The second emergency was far more scary. A man, tall and pale, brought in a woman, short and dark from the flower plantation where they both work. She was swathed in cotton and rubber, booth with holes, her hand clenching her thick rubber gloved fingers. Twitching constantly, her blood pressure was low, her right side was almost paralyzed and insenstive to pain. When we got her on the table, she had a seizure. She couldn't move her eyes past the midline, her right arm was stricken with cramps that made her cry.

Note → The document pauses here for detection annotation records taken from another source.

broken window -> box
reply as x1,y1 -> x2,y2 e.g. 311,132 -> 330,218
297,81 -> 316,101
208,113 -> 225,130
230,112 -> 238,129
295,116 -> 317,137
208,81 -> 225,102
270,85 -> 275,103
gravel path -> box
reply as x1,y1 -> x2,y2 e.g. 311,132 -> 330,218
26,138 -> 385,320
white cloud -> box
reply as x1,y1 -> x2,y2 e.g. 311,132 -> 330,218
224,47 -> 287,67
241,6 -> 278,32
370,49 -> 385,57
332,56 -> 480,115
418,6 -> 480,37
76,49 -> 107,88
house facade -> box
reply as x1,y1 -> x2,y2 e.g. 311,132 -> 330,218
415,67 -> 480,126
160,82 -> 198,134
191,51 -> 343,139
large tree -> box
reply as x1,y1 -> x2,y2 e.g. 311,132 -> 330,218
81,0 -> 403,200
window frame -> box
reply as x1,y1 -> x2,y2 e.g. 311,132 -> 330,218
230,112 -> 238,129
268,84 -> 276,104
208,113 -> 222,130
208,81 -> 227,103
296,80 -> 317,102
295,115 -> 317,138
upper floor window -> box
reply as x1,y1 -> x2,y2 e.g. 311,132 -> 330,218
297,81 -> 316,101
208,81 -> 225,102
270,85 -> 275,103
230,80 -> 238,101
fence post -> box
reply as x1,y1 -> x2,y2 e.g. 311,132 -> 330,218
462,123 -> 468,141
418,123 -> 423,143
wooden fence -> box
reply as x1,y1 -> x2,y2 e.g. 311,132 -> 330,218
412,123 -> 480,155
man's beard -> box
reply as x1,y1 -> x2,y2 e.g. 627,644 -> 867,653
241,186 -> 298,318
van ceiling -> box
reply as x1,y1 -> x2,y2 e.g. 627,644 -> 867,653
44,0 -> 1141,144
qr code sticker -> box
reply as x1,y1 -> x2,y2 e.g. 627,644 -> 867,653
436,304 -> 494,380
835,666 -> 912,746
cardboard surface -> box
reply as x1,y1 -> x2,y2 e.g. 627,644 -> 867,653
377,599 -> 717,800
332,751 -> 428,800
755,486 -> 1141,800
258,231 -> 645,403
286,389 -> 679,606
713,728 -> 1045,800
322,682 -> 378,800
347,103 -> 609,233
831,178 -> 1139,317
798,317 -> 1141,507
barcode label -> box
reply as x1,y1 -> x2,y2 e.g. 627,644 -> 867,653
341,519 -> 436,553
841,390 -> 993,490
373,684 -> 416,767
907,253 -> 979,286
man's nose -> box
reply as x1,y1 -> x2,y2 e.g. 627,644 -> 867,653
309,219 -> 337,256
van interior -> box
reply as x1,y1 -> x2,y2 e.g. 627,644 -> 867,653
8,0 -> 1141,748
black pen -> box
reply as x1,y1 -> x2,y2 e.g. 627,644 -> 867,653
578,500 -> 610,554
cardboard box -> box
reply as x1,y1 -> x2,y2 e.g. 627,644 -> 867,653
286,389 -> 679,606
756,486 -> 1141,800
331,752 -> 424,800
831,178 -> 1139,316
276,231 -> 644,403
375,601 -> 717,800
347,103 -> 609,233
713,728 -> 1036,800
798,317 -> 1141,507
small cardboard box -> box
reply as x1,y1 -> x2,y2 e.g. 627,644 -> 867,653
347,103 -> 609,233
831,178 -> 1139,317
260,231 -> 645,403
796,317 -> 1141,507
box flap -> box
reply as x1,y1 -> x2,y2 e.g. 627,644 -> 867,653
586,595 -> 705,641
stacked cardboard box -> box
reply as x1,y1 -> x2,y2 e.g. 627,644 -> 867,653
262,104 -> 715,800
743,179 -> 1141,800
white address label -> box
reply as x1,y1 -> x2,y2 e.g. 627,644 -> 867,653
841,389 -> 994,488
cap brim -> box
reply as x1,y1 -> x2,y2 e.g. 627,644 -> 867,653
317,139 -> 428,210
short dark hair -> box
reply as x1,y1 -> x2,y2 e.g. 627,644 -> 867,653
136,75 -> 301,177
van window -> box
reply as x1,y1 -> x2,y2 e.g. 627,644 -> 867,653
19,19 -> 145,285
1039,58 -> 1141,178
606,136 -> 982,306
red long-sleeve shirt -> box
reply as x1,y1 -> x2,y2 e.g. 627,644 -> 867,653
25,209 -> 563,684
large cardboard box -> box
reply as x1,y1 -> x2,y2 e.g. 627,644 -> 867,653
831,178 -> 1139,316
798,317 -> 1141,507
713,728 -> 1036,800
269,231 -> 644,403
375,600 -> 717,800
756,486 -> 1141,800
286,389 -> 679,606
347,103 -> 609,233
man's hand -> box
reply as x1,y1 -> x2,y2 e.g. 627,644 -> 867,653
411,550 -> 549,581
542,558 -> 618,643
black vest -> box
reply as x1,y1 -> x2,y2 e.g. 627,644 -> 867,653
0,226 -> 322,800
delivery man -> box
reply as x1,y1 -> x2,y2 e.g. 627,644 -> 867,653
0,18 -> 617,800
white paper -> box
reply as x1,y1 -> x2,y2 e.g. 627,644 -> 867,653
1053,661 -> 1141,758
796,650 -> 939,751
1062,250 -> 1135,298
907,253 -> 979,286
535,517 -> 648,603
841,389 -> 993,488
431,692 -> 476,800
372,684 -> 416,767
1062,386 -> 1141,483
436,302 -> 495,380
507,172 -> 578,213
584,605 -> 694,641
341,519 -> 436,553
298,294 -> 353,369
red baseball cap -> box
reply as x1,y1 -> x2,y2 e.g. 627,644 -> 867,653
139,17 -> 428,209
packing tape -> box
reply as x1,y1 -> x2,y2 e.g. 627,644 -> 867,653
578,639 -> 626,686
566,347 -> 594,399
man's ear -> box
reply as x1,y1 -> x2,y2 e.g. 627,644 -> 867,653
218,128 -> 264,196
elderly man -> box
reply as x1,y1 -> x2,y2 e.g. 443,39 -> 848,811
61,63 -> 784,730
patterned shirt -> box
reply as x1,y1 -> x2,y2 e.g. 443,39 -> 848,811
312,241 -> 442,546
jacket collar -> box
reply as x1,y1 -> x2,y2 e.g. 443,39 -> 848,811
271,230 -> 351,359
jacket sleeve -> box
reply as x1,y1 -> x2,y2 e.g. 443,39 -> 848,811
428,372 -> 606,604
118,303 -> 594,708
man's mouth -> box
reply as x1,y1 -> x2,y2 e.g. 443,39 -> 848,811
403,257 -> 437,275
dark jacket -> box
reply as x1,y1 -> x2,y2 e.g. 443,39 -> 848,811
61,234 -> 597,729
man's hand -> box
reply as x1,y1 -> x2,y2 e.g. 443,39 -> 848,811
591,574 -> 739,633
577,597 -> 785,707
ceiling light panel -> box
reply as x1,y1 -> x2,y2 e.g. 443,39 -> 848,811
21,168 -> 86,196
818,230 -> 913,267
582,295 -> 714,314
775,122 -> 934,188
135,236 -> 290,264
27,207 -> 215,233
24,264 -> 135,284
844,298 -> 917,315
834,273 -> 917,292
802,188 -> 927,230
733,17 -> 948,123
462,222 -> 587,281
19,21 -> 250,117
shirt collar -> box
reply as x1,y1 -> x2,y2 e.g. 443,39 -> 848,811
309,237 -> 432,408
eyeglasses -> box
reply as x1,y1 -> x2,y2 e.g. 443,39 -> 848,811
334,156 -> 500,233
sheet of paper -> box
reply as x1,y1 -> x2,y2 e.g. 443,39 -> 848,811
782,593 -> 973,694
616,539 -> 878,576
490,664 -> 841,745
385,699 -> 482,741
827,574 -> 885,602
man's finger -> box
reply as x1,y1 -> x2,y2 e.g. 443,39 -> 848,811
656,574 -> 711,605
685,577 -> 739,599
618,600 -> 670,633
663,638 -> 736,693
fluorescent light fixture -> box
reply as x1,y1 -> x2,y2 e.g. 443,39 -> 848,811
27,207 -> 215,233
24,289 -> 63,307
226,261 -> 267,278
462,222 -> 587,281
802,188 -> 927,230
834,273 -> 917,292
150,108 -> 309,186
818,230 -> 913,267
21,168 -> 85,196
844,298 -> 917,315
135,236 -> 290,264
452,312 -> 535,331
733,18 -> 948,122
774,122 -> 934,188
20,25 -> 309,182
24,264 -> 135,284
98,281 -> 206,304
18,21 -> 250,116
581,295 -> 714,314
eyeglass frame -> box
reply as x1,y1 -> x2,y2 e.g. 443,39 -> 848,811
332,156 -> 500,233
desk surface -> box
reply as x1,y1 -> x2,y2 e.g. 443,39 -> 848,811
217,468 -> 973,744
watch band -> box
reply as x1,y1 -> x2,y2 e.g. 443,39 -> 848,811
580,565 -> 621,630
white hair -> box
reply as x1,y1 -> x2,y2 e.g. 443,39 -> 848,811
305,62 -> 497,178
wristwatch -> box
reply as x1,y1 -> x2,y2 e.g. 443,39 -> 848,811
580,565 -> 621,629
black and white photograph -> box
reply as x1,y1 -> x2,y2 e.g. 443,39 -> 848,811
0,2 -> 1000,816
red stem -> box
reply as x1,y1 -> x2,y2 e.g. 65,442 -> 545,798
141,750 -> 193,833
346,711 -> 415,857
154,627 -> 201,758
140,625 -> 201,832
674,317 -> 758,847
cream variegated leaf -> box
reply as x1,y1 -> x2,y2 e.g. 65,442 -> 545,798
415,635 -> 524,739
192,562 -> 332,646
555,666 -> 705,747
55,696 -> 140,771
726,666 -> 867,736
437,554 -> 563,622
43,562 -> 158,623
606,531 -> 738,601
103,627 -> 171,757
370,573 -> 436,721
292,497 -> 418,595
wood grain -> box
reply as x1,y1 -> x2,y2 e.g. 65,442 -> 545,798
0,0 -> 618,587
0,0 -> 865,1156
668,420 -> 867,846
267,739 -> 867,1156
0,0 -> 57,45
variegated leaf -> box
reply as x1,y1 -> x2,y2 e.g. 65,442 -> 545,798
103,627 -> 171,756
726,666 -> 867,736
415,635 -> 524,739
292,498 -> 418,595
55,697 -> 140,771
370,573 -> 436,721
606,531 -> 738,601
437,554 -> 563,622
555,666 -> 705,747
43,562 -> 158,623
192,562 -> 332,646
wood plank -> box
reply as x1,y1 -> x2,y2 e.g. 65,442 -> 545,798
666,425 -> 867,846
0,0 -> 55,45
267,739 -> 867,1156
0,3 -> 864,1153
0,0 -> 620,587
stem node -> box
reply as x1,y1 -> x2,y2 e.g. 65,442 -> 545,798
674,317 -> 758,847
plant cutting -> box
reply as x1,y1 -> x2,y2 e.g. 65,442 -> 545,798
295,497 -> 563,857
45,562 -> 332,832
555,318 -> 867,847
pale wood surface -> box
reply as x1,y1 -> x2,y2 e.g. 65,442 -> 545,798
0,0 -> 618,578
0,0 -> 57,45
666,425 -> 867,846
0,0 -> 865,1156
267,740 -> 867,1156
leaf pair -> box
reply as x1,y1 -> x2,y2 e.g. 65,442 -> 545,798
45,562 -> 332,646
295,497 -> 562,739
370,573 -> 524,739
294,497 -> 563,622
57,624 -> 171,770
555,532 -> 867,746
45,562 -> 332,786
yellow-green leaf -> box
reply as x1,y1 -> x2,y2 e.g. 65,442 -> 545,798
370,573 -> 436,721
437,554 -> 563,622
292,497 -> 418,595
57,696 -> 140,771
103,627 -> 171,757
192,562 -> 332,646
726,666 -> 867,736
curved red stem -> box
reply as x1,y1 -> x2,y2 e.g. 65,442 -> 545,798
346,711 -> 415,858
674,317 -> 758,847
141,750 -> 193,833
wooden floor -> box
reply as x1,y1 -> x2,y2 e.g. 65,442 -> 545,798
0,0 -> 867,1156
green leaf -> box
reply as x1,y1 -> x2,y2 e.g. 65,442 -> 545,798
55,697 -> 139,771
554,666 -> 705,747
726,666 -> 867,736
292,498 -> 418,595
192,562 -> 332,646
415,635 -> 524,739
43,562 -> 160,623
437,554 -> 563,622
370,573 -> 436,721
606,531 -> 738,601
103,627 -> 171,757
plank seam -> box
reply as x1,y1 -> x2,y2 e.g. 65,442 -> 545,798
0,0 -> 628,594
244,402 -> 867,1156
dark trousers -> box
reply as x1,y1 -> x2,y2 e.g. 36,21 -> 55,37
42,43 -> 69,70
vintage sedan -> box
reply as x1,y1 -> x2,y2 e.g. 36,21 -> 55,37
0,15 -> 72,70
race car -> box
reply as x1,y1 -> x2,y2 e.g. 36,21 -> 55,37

I don't know much about medicine, but when I smell the pesticides coming off someone as the enter the room, I'm inclined to believe that the cause of this problem might not be one hundred percent genetic. It's good she came in, good that she was wearing long sleeves and gloves and boots, but that much chemical exposure cannot be good.
The SubCentro hasn't a single anti-convulsion drug in its pharmacy, so as soon as the doctora had checked her out as best she could, after a few rounds of arm pain-attacks, her friend and I lifted her up to put her in his car to take her to the hospital in Yaruqui. I don't know what happened to her. I hope she is ok.
After that, I was a little overwhelmed, so I sat on the playground in the yard of the clinic and helped one of the little girls that lives in that tiny house with her English homework. She was learning the differnce between "a" and "an" and "the." Have you ever thought about how hard "the" would be to say? we have so many way of saying it, "da" "thee" "thuh." She got it wrong almost all the time, but she does know a bunch of words, probably more than I could read in Spanish when I was 8. she also has a barbie doll named Cynthia who is "ocho, igual que yo! Ella es mi amiga por siempre!"
At four, I cleaned up my things and walked to the bus stop. An old woman who I had seen earlier at the clinic and I sat on the steps where the bus stops, eating ice cream silently. I feel like that might become a routine.